Vivian Chu, CTO and co-founder at Diligent Robotics, is a distinguished innovator specializing in human-robot interaction. Diligent builds artificial intelligence that enables its service robot, Moxi, to execute routine tasks in hospitals so nurses can focus on patient care. Prior to Diligent, Dr. Chu worked on robotics and artificial intelligence research at Google[X], Honda Research Institute, and IBM Research in Almaden. She completed her Ph.D. in Robotics at Georgia Tech, her M.S.E. in Robotics from the University of Pennsylvania, and her B.S. degree in Electrical Engineering and Computer Science from the University of California, Berkeley.
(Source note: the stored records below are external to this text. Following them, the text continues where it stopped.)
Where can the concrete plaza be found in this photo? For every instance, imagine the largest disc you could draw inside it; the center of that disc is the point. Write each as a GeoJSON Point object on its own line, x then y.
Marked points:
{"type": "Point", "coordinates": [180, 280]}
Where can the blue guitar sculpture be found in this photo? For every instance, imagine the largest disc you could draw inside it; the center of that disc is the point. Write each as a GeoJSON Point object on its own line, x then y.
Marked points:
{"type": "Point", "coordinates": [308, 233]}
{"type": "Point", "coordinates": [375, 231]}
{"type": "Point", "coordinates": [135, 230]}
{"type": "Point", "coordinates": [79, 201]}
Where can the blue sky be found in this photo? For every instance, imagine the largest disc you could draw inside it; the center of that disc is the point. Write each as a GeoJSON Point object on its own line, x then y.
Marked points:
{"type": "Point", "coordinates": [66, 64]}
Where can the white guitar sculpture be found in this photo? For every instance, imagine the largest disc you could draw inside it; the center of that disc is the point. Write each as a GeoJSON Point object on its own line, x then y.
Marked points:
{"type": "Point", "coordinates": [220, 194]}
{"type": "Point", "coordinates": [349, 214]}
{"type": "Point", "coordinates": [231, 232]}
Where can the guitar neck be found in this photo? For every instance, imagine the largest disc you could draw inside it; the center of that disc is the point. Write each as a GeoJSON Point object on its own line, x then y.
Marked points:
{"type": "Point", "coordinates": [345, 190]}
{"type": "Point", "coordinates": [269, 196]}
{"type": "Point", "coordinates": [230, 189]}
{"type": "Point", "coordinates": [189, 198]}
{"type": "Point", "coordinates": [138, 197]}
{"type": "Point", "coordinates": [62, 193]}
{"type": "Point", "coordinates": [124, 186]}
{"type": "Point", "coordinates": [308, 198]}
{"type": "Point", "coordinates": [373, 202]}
Dr. Chu was recognized as a Fortune 40 under 40 honoree in 2022, a Georgia Tech College of Computing Hall of Fame recipient in 2022, and a MIT Technology Review 35 Under 35 honoree in 2019. For the past three years, she was included on Fast Company’s Queer 50 list, recognizing LGBTQ women and nonbinary innovators in business and tech. She was awarded Best Cognitive Robotics Paper Award at ICRA 2013. Vivian lives by the philosophy that nothing easy is worth doing and brings this passion into her role driving the direction and roadmap for the company.